= The Shanghai Capitalists and the Nationalist Government =

1980 book by Parks Coble

The Shanghai Capitalists and the Nationalist Government, 1927-1937 is a nonfiction book by Parks Coble, published in 1980 by Harvard University Press. It is about the relationship between Chiang Kai-shek's Kuomintang (KMT) government and businesspeople in the Republic of China (1912-1949).

According to the book, there were tensions in the relationship between the two parties that was left out of then-mainstream accounts of a tight relationship between those parties that was common in both left-wing and right-wing views. The idea that the businesspeople were allied with the KMT, was something Coble described as the "alliance thesis". Coble concluded that, instead, the KMT controlled the businesspeople rather than the reverse, and the book also argues that the military was what propped up the KMT instead of the businesspeople. Shannon R. Brown of the University of Maryland Baltimore County argued that the work is "mildly revisionist" due to contradicting previous conventional wisdom.

According to Lynn T. White III, the book mainly focuses on the political sphere and has some content about the economy of this period.

==Background==
The book's sourcing includes journals/magazines, memoirs, newspapers, and reports on statistics from the era.

==Contents==
Parts of the book document how businesspeople at first found increasing influence at the start of the Republic and that Chiang's effort to nationalize beginning in 1934 changed those fortunes. Susan L. Mann of University of California, Santa Cruz argued that the book's introduction does not properly account for the book's initial portion.

According to Sherman Cochran of Cornell University, the book puts most of its focus on the KMT, and particularly Du Yuesheng, H. H. Kung, and T.V. Soong rather than on Chiang and on the businesspeople; Du, Kung, and Soong directly dealt with the businesspeople.

==Release==
There are two Mainland Chinese translations which Coble agreed to, both released in 1988. Nankai University Press published one, titled Zhejiang caifa yu minguo zhengfu, 1927-1937 (江浙财阀与国民政府, 1927-1937). The Chinese Academy of Social Sciences published another, translated by Yang Ximeng (杨希孟), titled Shanghai ziben jia yu guomin zhengfu (上海资本家与国民政府); this translation has the English title The Kuomintang Regime and the Shanghai Capitalists in its 1988 printing, while a 2015 re-print of that version, by Beijing World Publishing Corporation (世界图书出版公司北京公司), uses the original English name as its English title.

==Reception==
Brown stated that the work is also "valuable" in its information on economic matters and not only political ones.

Cochran praised how it dealt with the political realm but that the work "is less successful" in the economic sphere due to using inferences on why certain businesspeople took certain actions instead of finding hard evidence.

Chi-ming Hou of Colgate University argued that the subject is "important" and that work "is well written" overall; he also stated that the main idea of the work "is probably correct." However, Hou argued that his conclusion could not be verified because his guiding explanation that the work examines was "much too loose" as the author fails to adequately put on proper definitions of key words.

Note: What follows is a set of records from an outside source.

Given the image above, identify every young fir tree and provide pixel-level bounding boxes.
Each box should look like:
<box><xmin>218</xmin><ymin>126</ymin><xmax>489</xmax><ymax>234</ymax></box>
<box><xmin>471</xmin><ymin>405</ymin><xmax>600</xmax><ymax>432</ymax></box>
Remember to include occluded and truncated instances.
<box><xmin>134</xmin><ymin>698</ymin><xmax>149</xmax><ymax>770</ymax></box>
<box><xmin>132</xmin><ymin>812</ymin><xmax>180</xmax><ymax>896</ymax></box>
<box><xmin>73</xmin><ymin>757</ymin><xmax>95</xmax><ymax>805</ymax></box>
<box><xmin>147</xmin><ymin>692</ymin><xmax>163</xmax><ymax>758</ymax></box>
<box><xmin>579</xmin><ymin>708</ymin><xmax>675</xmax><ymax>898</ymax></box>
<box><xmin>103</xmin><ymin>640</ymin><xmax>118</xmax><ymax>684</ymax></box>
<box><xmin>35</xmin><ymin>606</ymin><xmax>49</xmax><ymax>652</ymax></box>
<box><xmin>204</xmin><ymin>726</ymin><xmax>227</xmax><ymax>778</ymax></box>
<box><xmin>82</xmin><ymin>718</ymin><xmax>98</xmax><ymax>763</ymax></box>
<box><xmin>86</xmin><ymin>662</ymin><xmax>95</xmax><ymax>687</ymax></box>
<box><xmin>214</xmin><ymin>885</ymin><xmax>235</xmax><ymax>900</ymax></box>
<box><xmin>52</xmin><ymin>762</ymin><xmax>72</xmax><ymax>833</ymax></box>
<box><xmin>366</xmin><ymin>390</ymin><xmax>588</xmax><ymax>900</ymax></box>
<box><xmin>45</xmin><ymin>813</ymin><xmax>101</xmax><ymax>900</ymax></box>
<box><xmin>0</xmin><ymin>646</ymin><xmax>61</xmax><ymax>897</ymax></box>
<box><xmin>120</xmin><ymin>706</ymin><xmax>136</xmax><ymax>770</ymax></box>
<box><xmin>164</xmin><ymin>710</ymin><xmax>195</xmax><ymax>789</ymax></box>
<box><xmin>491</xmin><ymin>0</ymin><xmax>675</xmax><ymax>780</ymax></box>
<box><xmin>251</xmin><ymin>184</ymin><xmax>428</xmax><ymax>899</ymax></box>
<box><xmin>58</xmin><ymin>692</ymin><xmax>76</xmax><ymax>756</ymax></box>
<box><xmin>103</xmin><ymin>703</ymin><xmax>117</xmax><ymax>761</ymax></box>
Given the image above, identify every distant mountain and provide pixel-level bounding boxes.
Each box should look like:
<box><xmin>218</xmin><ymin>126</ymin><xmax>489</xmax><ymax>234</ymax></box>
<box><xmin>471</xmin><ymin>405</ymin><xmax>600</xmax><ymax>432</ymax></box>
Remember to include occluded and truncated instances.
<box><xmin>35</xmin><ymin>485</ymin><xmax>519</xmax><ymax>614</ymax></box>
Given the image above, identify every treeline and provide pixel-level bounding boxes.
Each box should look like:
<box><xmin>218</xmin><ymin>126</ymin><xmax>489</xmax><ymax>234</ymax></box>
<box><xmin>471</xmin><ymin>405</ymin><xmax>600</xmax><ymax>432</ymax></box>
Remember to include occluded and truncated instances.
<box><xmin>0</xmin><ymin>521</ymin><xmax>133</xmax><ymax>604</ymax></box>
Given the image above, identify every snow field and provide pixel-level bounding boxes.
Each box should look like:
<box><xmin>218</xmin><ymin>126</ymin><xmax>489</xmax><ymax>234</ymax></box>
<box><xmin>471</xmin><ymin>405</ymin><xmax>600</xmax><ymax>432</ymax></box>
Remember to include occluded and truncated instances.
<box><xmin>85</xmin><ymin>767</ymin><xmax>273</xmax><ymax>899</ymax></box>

Mann argued that the book contains "very good history", and that the author "judiciously and fairly" used his sources.

Ralph W. Huenemann of the University of British Columbia wrote that the work is "useful". Huenemann wished that it explained the course of T.V. Soong's career in the Kuomintang regime; he characterized this comment as "a plea for further research" rather than a true "criticism".

White argued that "the breadth of its main idea" made the book important, that the main idea was "strong enough to shape debate in its sub-field for a long time", and that the portions covering the economy were "carefully done".